Descartar o órgão doente e substituí-lo por um saudável é a última opção na lista de tentativa para salvar um paciente cardíaco. Acontece só mesmo quando não há intervenções possíveis ou os medicamentos não fazem mais efeito. Afinal, há a dificuldade de encontrar centros especializados em transplantes no Brasil — no Centro-Oeste há um, no Sudeste são 19 e no Nordeste não tem nenhum, por exemplo —; doadores compatíveis e há também grande possibilidade de o doente rejeitar o novo órgão. Mas não faltam candidatos. Todos os anos, no Brasil, 500 mil pessoas são internadas por causa da insuficiência cardíaca e da manifestação clínica da doença cardíaca terminal.

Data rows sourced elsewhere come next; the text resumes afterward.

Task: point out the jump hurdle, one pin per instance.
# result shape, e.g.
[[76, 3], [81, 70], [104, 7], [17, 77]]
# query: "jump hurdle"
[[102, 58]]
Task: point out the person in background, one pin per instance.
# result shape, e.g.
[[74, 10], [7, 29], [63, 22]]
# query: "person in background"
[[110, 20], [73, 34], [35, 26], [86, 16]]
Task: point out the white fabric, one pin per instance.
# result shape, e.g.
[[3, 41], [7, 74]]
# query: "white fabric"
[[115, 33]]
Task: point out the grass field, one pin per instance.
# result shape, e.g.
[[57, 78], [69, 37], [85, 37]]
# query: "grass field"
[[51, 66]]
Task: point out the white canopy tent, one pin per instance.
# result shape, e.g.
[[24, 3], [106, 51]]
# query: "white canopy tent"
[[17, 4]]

No Distrito Federal, por exemplo, há 10 pacientes na fila de espera por transplantes. “Precisaríamos fazer cinco vezes mais transplantes. Cerca de 30% dos pacientes acabam morrendo”, lamenta Fernando Atik. O coração artificial aparece como um recurso cada vez mais palpável para quem precisa trocar o coração, mas ainda não tem o órgão definitivo. O dispositivo pode ser usado por seis meses ou até quatro anos. Também é indicado quando a pessoa tem alguma contraindicação para fazer o transplante, como nos casos de pressão muito alta nos vasos do pulmão. Ainda não é uma realidade por causa do custo e das dificuldades em manutenção, mas é uma possibilidade de um futuro próximo.

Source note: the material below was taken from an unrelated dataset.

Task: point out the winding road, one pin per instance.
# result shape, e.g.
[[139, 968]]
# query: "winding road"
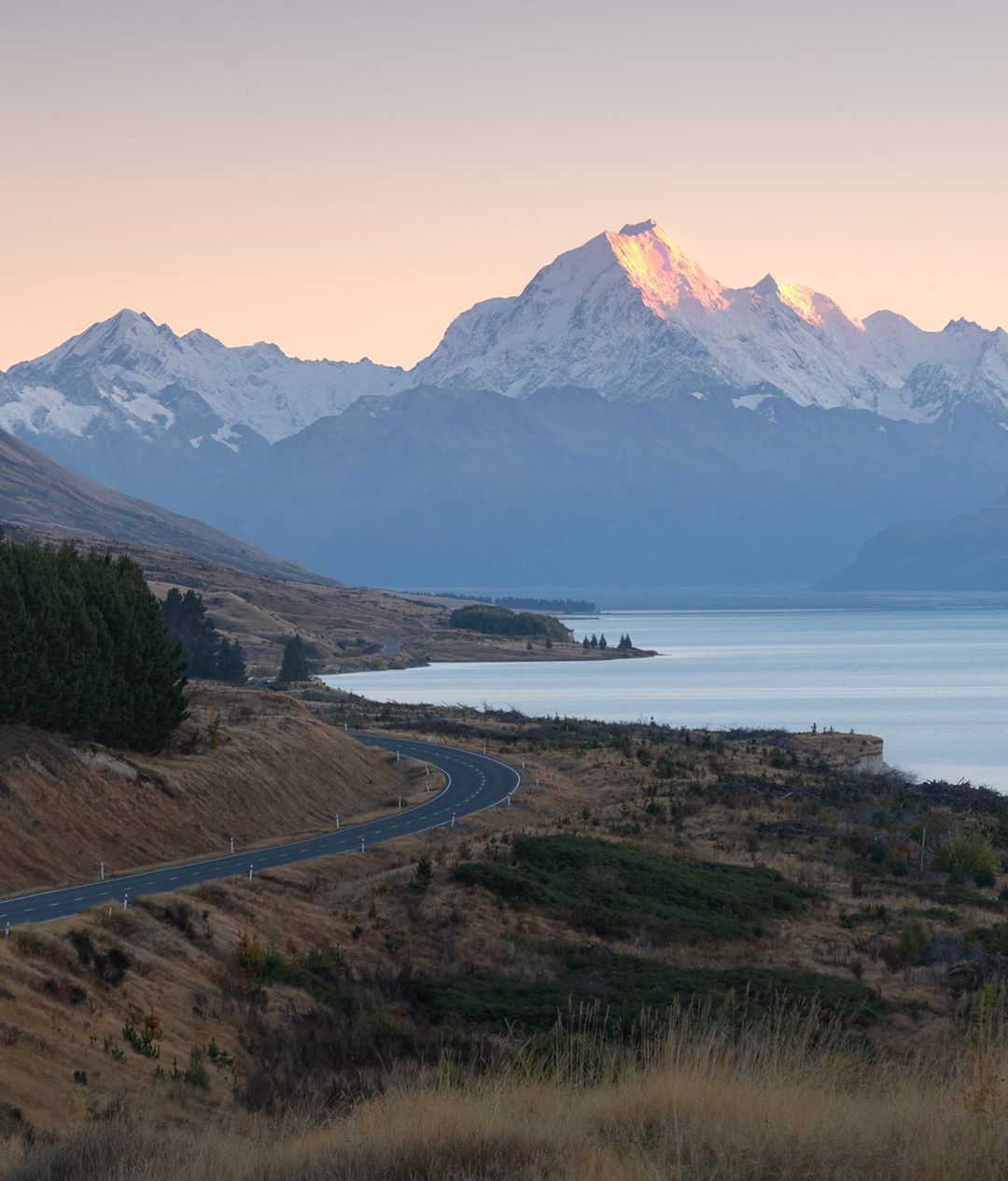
[[475, 782]]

Enquanto isso, avança-se nas técnicas de trocas de coração. As medicações mais eficientes garantem menor rejeição. E, se há 10 anos, a sobrevida do transplantado era de 12 anos, hoje a média é de 15,7 anos. Sorte do jardineiro aposentado Raimundo Martins de Oliveira, 43 anos. Ele é um dos pacientes que sofriam da doença de Chagas, o principal mal que justifica o transplante cardíaco na região Centro-Oeste. Nascido e criado em casa pobre no interior da Bahia, ele e a maioria dos 13 irmãos carregaram no corpo a doença do barbeiro.

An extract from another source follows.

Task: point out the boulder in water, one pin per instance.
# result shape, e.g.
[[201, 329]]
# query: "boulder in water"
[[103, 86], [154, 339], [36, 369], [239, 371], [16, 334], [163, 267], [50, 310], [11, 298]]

O coração inchado da irmã dele, por exemplo, não aguentou e parou há dois anos. Raimundo temia o mesmo desfecho, já que, desde os 39 anos, sofria com dores no corpo, dificuldade para caminhar, falta de ar. Sabia que era o mal causado pelo inseto. Colocaram um CDI (cardioversor-desfibrilador implantável) para contornar o problema, mas a doença se agravou e o transplante passou a ser a única garantia de vida. “Pensava que era coisa para rico”, conta.
Raimundo ficou três meses no hospital à espera de um coração que se encaixasse no seu peito. Enquanto isso, o corpo estava cada vez mais inchado e sem energia. As funções de seus rins e fígado estavam comprometidas. A dor no peito não cessava. Até que veio a notícia. “Seu coração chegou!” Era de um jovem de 26 anos, morto em um acidente de moto.
Raimundo não temeu a cirurgia de sete horas que se seguiria para a substituição do órgão. “Eu tinha medo era de ficar com o coração velho”, diz. Quatro meses depois, nem parece que no seu peito bate um outro coração, que não o que nasceu dentro dele. Bem disposto, aos poucos, ele retoma as atividades diárias. A alimentação é controlada. E, se antes não conseguia fazer o que mais gosta, que é ir à igreja, agora já pode dar uma volta de bicicleta e até planeja a pelada de futebol. De lembrança da doença, a cicatriz no peito e o remédio diário, para o resto da vida, que tomará para evitar a rejeição. E só.